Sikkim offers the magical feel of a Himalayan fairytale land, where the intermingling of various communities though having adopted the ever changing scenario of external influences have retained their ethnic identities while following the religion that they originally belong to. The festivals in Sikkim are either related to their ethnic culture or the religions that they presently follow. Following are the major festivals of Sikkim.
Panglhabsol (End of August)
An important feature of the celebration is the spectacular Warrior Dance with intricate steps and leaps accompanied by martial war–cries. This festival marks the worship of the guardian deity Mount Khangchendzonga. The guardian deity is portrayed by a masked lama dancer as a fiery red–faced deity wearing a crown of five skulls and riding a snow lion.
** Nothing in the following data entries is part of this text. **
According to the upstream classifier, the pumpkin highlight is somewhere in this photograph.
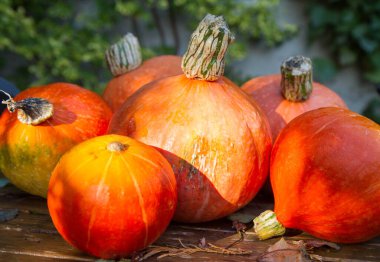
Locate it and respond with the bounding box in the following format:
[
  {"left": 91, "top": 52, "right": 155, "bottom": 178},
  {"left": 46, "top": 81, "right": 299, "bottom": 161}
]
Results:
[
  {"left": 241, "top": 56, "right": 347, "bottom": 139},
  {"left": 48, "top": 135, "right": 177, "bottom": 259},
  {"left": 109, "top": 15, "right": 271, "bottom": 223},
  {"left": 255, "top": 107, "right": 380, "bottom": 243}
]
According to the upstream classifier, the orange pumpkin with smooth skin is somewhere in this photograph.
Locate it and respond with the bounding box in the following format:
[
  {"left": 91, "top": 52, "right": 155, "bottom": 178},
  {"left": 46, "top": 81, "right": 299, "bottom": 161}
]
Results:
[
  {"left": 0, "top": 83, "right": 112, "bottom": 197},
  {"left": 270, "top": 107, "right": 380, "bottom": 243},
  {"left": 241, "top": 58, "right": 347, "bottom": 139},
  {"left": 108, "top": 15, "right": 272, "bottom": 223},
  {"left": 103, "top": 55, "right": 182, "bottom": 111},
  {"left": 109, "top": 75, "right": 271, "bottom": 222},
  {"left": 48, "top": 135, "right": 177, "bottom": 259}
]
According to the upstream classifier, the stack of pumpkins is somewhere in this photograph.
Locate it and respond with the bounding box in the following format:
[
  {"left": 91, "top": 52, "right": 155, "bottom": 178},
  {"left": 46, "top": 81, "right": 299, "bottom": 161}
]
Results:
[{"left": 0, "top": 15, "right": 380, "bottom": 258}]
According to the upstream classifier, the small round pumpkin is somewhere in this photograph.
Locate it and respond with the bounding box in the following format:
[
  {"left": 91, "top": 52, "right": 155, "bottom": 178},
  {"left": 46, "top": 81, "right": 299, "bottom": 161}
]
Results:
[
  {"left": 241, "top": 56, "right": 347, "bottom": 139},
  {"left": 109, "top": 15, "right": 272, "bottom": 223},
  {"left": 47, "top": 135, "right": 177, "bottom": 259},
  {"left": 255, "top": 107, "right": 380, "bottom": 243},
  {"left": 103, "top": 33, "right": 182, "bottom": 111},
  {"left": 0, "top": 83, "right": 112, "bottom": 197}
]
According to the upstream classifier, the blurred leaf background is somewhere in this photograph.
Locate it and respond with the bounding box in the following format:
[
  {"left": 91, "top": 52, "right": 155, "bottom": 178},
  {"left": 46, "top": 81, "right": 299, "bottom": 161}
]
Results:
[
  {"left": 0, "top": 0, "right": 297, "bottom": 92},
  {"left": 0, "top": 0, "right": 380, "bottom": 122}
]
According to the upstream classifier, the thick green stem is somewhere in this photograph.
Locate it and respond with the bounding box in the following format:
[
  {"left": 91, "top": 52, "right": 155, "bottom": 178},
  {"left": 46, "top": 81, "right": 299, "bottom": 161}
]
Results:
[
  {"left": 281, "top": 56, "right": 313, "bottom": 102},
  {"left": 253, "top": 210, "right": 285, "bottom": 240},
  {"left": 182, "top": 14, "right": 234, "bottom": 81},
  {"left": 105, "top": 33, "right": 142, "bottom": 76},
  {"left": 0, "top": 90, "right": 54, "bottom": 125}
]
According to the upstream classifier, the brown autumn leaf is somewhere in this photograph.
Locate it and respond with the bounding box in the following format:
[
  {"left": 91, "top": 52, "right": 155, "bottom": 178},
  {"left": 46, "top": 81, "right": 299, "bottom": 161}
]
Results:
[
  {"left": 0, "top": 208, "right": 19, "bottom": 222},
  {"left": 303, "top": 239, "right": 340, "bottom": 250},
  {"left": 232, "top": 220, "right": 247, "bottom": 233},
  {"left": 257, "top": 238, "right": 311, "bottom": 262}
]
Bhum–Chu (January and February)
Held at the Tashiding Monastery in West Sikkim. The abbot of the monastery unveils a pot of holy water. The level of water in the pot signifies the condition of the State for the coming year. Bhum means “Pot/ Vase” while Chu means “Water”. Over flow or too little water signifies a disturbed year while if the water is full then it means peace and prosperity. A part of the holy water is distributed amongs the participants and then the pot is replenished with more water from river and sealed at the end of festival to be opened again in next Bhum–Chu festival
Signifies the descent of Lord Buddha from heaven Lha means “Heaven” while Bab means “Descent”.
Saga Dawa (May and June)
Marks the life history of Lord Buddha explaining various stages of his life – his birth, his enlightment and his attainment to nirvana.
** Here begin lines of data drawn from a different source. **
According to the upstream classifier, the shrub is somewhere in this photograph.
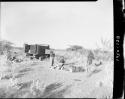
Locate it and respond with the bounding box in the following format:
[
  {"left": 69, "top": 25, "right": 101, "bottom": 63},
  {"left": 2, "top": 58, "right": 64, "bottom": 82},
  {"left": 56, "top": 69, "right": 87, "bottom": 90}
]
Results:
[{"left": 67, "top": 45, "right": 83, "bottom": 51}]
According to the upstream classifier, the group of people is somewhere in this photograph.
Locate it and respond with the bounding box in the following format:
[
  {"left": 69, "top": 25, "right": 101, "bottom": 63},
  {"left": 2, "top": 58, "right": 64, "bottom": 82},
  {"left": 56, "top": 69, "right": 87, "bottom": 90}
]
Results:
[{"left": 50, "top": 51, "right": 102, "bottom": 69}]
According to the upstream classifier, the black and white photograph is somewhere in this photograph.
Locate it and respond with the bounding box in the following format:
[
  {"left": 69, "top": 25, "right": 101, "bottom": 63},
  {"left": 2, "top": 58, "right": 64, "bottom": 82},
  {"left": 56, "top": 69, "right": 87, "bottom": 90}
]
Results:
[{"left": 0, "top": 0, "right": 114, "bottom": 99}]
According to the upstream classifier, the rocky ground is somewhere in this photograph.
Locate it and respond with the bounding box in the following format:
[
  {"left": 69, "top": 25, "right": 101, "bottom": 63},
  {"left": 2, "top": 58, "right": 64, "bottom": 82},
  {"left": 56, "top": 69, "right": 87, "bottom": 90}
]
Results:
[{"left": 0, "top": 50, "right": 113, "bottom": 99}]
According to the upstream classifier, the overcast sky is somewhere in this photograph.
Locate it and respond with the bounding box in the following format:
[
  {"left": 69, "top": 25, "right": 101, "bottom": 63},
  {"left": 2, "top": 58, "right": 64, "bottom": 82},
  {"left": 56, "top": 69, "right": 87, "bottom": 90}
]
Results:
[{"left": 1, "top": 0, "right": 113, "bottom": 48}]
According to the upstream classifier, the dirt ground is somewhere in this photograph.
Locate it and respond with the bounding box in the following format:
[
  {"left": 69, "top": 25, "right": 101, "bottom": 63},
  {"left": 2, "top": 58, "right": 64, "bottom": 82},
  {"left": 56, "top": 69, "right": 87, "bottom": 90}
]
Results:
[{"left": 0, "top": 56, "right": 113, "bottom": 99}]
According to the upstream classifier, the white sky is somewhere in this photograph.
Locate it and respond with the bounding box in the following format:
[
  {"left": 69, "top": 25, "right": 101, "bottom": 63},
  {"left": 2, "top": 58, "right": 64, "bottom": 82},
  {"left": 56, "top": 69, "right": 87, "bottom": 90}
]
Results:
[{"left": 1, "top": 0, "right": 113, "bottom": 48}]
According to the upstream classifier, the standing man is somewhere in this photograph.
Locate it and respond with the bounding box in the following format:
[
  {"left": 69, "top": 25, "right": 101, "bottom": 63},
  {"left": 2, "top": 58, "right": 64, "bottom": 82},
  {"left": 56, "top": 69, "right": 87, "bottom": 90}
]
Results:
[
  {"left": 50, "top": 51, "right": 55, "bottom": 66},
  {"left": 87, "top": 50, "right": 95, "bottom": 72}
]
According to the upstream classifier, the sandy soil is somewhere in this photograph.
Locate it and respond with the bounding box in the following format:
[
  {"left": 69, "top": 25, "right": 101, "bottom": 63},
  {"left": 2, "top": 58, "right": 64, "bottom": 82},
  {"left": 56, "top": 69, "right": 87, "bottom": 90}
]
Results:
[{"left": 0, "top": 57, "right": 113, "bottom": 98}]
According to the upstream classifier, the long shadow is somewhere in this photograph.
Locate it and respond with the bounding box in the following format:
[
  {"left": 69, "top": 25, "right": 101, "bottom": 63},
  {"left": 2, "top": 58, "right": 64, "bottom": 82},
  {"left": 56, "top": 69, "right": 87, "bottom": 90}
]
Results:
[
  {"left": 15, "top": 73, "right": 27, "bottom": 78},
  {"left": 39, "top": 83, "right": 71, "bottom": 98},
  {"left": 88, "top": 69, "right": 102, "bottom": 77},
  {"left": 16, "top": 81, "right": 33, "bottom": 90},
  {"left": 19, "top": 68, "right": 33, "bottom": 73}
]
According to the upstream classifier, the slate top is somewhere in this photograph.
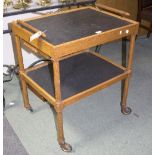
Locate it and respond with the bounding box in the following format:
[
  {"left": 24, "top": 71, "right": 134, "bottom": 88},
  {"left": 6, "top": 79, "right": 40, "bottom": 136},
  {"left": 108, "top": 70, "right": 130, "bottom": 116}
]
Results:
[{"left": 27, "top": 8, "right": 131, "bottom": 45}]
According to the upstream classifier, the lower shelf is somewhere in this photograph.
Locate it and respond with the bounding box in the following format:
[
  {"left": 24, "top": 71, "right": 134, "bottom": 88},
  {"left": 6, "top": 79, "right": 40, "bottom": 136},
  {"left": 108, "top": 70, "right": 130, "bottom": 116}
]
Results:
[{"left": 27, "top": 53, "right": 124, "bottom": 100}]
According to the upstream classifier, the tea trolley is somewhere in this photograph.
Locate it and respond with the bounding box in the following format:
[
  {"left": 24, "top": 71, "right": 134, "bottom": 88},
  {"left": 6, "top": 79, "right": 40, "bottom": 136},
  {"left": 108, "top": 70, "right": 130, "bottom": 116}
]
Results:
[{"left": 12, "top": 6, "right": 139, "bottom": 152}]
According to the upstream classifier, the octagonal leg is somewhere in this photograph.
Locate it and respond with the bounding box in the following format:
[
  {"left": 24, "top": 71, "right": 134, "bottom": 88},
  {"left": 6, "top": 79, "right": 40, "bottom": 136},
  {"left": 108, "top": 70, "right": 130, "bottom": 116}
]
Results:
[{"left": 56, "top": 112, "right": 72, "bottom": 152}]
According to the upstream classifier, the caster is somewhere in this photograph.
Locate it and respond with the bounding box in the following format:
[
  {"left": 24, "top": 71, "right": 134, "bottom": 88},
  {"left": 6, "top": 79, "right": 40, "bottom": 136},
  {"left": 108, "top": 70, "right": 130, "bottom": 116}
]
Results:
[
  {"left": 60, "top": 142, "right": 72, "bottom": 152},
  {"left": 26, "top": 107, "right": 33, "bottom": 112},
  {"left": 121, "top": 107, "right": 132, "bottom": 115}
]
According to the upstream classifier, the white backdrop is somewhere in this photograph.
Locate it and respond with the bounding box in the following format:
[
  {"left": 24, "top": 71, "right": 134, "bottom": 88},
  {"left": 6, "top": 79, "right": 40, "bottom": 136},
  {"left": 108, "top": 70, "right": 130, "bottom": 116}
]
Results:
[{"left": 3, "top": 0, "right": 57, "bottom": 67}]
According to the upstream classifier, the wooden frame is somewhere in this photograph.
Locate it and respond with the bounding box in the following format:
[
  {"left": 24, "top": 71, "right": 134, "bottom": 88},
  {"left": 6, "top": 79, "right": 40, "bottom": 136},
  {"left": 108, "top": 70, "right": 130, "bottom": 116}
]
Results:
[{"left": 12, "top": 7, "right": 138, "bottom": 151}]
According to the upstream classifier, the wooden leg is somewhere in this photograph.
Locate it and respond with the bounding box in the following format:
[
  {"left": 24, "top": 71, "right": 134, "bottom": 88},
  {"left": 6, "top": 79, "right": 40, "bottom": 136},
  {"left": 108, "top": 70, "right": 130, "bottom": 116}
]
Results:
[
  {"left": 147, "top": 22, "right": 152, "bottom": 38},
  {"left": 121, "top": 37, "right": 127, "bottom": 103},
  {"left": 53, "top": 61, "right": 72, "bottom": 152},
  {"left": 121, "top": 35, "right": 135, "bottom": 115},
  {"left": 15, "top": 36, "right": 33, "bottom": 112},
  {"left": 20, "top": 78, "right": 33, "bottom": 112},
  {"left": 121, "top": 78, "right": 131, "bottom": 115},
  {"left": 56, "top": 111, "right": 72, "bottom": 152}
]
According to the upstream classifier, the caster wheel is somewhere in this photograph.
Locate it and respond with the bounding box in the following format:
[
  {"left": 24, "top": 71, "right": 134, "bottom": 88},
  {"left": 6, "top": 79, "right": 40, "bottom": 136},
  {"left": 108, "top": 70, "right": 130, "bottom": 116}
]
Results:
[
  {"left": 122, "top": 107, "right": 132, "bottom": 115},
  {"left": 60, "top": 142, "right": 72, "bottom": 152},
  {"left": 26, "top": 107, "right": 33, "bottom": 112}
]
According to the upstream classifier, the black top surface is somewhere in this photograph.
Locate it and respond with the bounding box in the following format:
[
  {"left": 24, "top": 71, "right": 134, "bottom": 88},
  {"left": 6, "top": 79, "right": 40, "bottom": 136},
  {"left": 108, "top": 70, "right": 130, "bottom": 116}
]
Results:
[
  {"left": 28, "top": 53, "right": 124, "bottom": 99},
  {"left": 27, "top": 8, "right": 130, "bottom": 45}
]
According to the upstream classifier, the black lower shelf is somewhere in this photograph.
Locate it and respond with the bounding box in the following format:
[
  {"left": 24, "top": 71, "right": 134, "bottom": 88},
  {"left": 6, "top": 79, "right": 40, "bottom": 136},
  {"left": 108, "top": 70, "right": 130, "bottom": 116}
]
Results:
[{"left": 27, "top": 53, "right": 124, "bottom": 100}]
Tendong Lho–Rum Faat (August)
Specific to Lecpha tribes, this festival is celebrated at Tendong Hill remembering the legend at which the Lepcha tribes were saved by this hill from the deluge when the whole world was flooded– similar to Noah’s ark in Bible. Legend goes on to say that this hill had risen like a horn during the great flood to same the Lepcha tribes.
Drukpa Tseshi (August)
This festival is celebrated in the memory of first teaching sermon of Lord Buddha where he had preached the “Noble Truth” to his first disciples at Sarnath. The prayers are held at Gangtok and at Muguthang – North Sikkim followed by Yak race.
(December/ January): Held at Rumtek Monastery, Lingdum Monastery and Phodong Monastery on the 28th and 29th Day of the eleventh month of the Lunar Calendar.
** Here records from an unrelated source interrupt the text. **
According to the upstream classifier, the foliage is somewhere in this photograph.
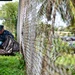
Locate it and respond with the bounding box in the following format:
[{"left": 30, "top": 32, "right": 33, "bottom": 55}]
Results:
[
  {"left": 1, "top": 2, "right": 18, "bottom": 37},
  {"left": 0, "top": 54, "right": 25, "bottom": 75}
]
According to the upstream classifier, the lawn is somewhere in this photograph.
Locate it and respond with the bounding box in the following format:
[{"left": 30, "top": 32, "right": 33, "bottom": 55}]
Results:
[{"left": 0, "top": 54, "right": 26, "bottom": 75}]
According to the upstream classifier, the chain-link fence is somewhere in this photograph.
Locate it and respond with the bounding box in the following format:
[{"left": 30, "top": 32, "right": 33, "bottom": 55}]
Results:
[{"left": 18, "top": 0, "right": 74, "bottom": 75}]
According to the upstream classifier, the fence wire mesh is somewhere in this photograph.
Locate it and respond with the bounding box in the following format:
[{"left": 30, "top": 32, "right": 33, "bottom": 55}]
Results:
[{"left": 19, "top": 0, "right": 74, "bottom": 75}]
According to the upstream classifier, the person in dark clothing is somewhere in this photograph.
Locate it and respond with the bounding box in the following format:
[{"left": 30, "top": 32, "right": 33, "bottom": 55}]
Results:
[
  {"left": 0, "top": 25, "right": 14, "bottom": 48},
  {"left": 0, "top": 25, "right": 19, "bottom": 54}
]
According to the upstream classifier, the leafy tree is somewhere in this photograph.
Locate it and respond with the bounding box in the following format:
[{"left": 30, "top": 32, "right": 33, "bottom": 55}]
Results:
[{"left": 1, "top": 2, "right": 18, "bottom": 38}]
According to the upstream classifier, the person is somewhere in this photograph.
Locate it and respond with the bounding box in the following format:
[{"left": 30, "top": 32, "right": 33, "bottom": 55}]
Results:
[
  {"left": 0, "top": 25, "right": 14, "bottom": 48},
  {"left": 0, "top": 25, "right": 19, "bottom": 53}
]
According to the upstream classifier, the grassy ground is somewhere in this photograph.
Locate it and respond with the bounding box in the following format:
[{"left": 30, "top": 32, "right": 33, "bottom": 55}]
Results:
[{"left": 0, "top": 54, "right": 26, "bottom": 75}]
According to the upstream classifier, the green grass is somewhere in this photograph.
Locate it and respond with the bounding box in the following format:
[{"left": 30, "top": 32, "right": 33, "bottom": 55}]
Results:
[{"left": 0, "top": 54, "right": 26, "bottom": 75}]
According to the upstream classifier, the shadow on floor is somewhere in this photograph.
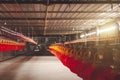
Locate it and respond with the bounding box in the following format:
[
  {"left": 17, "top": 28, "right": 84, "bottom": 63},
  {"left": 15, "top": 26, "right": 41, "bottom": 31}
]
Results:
[{"left": 0, "top": 56, "right": 32, "bottom": 80}]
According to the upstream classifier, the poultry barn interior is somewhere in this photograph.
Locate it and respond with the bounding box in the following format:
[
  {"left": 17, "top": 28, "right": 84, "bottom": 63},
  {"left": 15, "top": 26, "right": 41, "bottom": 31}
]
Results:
[{"left": 0, "top": 0, "right": 120, "bottom": 80}]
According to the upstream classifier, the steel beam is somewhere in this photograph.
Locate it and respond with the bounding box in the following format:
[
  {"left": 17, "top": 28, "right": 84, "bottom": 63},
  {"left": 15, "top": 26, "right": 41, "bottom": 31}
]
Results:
[
  {"left": 0, "top": 11, "right": 120, "bottom": 13},
  {"left": 0, "top": 0, "right": 120, "bottom": 5},
  {"left": 0, "top": 17, "right": 115, "bottom": 20}
]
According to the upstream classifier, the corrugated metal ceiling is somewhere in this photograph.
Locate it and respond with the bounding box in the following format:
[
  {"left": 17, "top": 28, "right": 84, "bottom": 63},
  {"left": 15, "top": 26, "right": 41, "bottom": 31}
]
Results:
[{"left": 0, "top": 0, "right": 120, "bottom": 35}]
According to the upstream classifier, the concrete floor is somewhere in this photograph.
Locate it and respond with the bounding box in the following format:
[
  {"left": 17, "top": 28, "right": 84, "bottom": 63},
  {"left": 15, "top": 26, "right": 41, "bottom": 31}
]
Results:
[{"left": 0, "top": 56, "right": 82, "bottom": 80}]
Loosoong (December/ January)
This Bhutia festival marks the end of harvest season Religious dances symbolishes the victory of good over evil which are performed at Tsug Lakhang Monastery, Phodong Monastery and Rumtek Monastery. Archery competitions are held amidst feasting and merry making.
It marks a beginning of Tibetan New Year. Celebrated with feasting and merrymaking.
Dasain (October): Dasain is the main festival of Hindu Nepalese in Sikkim. It signifies the victory of good over evil. The elders of the family apply “Tika” on the fore head of the youngsters and bless them.
Tihaar (October or November)
Festival of lights and merrymaking as celebrated throughout India by the Hindus. In Sikkim it is celebrated by Hindu Nepalese and Indian plainsmen who have settled permanently.
Maghe Sankranti (Mid–January)
Celebrated by Nepalese, where it is marked by taking the early morning bath. Merry making and feasting mainly with delicacies like sweet potato and underground tubers.
Festivals of Christians all over the world. In Sikkim this festival is greatly celebrated with pomp and merrymaking. It is great to see the streets crowded by youngsters during night – time singing “Carols”. And visiting the houses of fellow Christians. It signifies the equality of both poor and rich honestly exemplifying by being the true follower of Christ. The soft hymns with melodious music are greatly influenced by the backdrop of cold and chilly wintry nights. These days it is common to see many tourists from all over India and aboard as–well to experience the Christmas eve at the Hilly Kingdom and get the blessed gifts from Santa Claus. Every Christian in Sikkim decorates their houses and erects the Christmas tree by selecting the best possible branch of pine trees.